1. A method of joining a porous silicon carbide (SiC) body and a silicon carbide-silicon (SiC—Si) composite comprising the steps of:
(a) applying an adhesive paste consisting of silicon carbide (SiC) powder and a binder component to either or both of a porous silicon carbide (SiC) body and a silicon carbide-silicon (SiC—Si) composite formed by impregnating a silicon carbide (SiC) body with silicon (Si) such that said porous silicon carbide (SiC) body and said silicon carbide-silicon (SiC—Si) composite are caused to adhere to each other;
(b) causing a volatile constituent to evaporate from said adhesive paste such that a porous silicon carbide (SiC) adhesion layer is formed between said porous silicon carbide (SiC) body and said silicon carbide-silicon (SiC—Si) composite; and
(c) causing the silicon in said silicon carbide-silicon (SiC—Si) composite to permeate said adhesion layer through a heat treatment after the step (b) such that said adhesion layer is densified.

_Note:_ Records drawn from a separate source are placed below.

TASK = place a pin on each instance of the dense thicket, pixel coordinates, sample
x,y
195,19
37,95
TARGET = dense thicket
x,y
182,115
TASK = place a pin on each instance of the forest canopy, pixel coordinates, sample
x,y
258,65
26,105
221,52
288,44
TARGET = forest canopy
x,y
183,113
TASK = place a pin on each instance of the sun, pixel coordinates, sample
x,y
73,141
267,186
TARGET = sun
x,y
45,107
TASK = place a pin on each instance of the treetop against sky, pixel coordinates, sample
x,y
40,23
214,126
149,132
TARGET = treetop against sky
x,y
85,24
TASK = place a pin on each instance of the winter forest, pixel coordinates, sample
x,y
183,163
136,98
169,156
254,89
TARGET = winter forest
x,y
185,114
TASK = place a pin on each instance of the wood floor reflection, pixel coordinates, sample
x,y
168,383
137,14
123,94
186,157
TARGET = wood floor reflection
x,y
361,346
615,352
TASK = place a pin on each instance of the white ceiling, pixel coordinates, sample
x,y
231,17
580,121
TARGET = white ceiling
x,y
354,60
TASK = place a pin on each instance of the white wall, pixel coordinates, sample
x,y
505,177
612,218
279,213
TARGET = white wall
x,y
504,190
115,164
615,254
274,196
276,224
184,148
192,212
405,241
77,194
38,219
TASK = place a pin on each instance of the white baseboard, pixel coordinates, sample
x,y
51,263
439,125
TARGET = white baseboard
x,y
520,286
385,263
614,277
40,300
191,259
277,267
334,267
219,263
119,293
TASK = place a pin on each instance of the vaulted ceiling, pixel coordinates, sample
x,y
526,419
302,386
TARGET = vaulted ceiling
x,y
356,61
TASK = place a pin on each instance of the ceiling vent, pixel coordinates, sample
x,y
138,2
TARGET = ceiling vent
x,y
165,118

2. The method of joining a porous silicon carbide (SiC) body and a silicon carbide-silicon (SiC—Si) composite according to claim 1, wherein there is a relationship that a silicon portion in said silicon carbide-silicon (SiC—Si) composite formed by impregnating the silicon carbide (SiC) body with silicon (Si) has an average diameter greater than an average pore diameter of said adhesion layer and smaller than an average pore diameter of said porous silicon carbide (SiC) body.
3. The method of joining a porous silicon carbide (SiC) body and a silicon carbide-silicon (SiC—Si) composite according to claim 1, wherein said heat treatment is performed under a condition of a temperature of 1450° C. or more, under a reduced pressure and a heat treatment time of 60 minutes or more.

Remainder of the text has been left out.